【完】いつも通っている道に恋が生まれる
「え?梅原さん?」
梅原さんは、私の肩にポンと手をのせて言った。
待ち合わせ時間は、11時なはずなのに、なんで!
ってか、私の肩に梅原さんの手が…
もう会って数秒も経ってないのにドキドキが止まらないよ。
「う、梅原さん。待ち合わせ時間まだまだですよ。早くないですか?」
私はこの感情を隠しながら梅原さんに言った。
「いや、分かってましたよ。でも、ここ散策したいなと思って」
梅原さんは、私に向けた本当の笑顔か分からないがニコと笑った。
「そうでしたか……では、早いですけど一緒に散策しますか?」
「そうですね、早く来たことだし。
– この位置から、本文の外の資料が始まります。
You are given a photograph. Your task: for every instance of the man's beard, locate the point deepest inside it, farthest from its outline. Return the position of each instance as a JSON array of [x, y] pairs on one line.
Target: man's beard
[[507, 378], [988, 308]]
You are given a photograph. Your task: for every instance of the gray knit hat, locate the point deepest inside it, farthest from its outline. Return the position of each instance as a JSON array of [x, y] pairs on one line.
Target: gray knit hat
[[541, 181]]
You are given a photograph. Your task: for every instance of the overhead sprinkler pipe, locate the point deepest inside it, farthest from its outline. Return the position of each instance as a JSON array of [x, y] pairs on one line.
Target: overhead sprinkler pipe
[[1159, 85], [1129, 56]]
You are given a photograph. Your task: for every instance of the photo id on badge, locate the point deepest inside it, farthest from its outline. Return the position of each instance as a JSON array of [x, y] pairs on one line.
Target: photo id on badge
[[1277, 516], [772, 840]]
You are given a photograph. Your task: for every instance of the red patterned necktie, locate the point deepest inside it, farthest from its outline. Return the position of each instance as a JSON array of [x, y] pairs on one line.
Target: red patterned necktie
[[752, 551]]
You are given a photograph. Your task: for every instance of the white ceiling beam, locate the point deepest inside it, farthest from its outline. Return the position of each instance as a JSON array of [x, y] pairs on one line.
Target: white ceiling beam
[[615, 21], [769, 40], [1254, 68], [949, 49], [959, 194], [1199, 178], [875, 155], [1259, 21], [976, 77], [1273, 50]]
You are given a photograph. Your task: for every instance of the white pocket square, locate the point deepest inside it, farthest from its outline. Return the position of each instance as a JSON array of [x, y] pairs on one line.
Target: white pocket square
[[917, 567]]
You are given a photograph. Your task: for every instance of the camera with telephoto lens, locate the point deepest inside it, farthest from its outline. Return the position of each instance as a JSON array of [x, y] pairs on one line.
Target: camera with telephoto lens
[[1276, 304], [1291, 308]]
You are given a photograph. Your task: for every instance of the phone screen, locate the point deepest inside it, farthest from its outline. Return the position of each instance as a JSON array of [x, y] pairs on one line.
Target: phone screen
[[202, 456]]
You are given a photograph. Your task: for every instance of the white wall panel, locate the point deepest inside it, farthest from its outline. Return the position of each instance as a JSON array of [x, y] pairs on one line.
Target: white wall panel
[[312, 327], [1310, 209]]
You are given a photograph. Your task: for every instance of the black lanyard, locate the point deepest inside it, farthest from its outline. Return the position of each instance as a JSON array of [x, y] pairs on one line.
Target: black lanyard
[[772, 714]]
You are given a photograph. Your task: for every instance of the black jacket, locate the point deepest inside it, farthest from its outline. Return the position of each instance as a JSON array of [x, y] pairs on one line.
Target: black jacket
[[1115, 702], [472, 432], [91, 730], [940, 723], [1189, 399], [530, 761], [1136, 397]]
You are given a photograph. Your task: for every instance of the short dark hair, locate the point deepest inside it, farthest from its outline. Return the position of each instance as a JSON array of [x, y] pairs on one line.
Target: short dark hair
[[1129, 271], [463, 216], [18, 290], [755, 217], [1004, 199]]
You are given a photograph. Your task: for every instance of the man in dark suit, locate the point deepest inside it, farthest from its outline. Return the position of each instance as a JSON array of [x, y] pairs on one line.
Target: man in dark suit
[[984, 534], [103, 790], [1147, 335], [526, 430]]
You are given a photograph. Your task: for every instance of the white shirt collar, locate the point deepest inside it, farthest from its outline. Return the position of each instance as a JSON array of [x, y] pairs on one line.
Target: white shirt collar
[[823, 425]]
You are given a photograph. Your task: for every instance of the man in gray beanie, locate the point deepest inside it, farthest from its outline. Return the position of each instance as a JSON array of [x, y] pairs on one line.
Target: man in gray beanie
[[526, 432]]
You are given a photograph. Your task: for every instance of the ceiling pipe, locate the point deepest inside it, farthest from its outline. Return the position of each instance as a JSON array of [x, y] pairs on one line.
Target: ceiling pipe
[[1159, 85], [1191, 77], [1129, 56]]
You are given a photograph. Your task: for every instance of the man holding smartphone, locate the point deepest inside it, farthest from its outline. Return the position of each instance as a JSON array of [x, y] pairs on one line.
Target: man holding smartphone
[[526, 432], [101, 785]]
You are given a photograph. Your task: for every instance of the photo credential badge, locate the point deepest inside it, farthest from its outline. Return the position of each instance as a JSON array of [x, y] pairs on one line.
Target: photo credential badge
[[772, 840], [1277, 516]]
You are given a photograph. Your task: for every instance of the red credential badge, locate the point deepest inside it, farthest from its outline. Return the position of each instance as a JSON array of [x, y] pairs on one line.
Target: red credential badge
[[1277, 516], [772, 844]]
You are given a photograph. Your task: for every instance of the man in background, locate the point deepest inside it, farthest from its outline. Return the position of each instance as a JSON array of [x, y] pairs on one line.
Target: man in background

後、花守さんともきちんと話をしなくてはならないと思うので……」
梅原さんは、眼鏡をクイとあげてから俯きながら私に言った。
「それなら、私の勤務先の近くでお勧めな所を連れてきたいんですけどいいですか?」
私は梅原さんに提案した。
「いいですけど…あれ見なくていいですか?」
梅原さんが指をさした先は、私達の目の前にあった公園で何かのイベントが行われていた。
「私は、見なくていいですよ。人たくさんいるの苦手なんで」
梅原さんは、安心したような顔で
「良かったです。俺も苦手なんですよ」
梅原さんは、自分の髪を右手で掻きながら言った。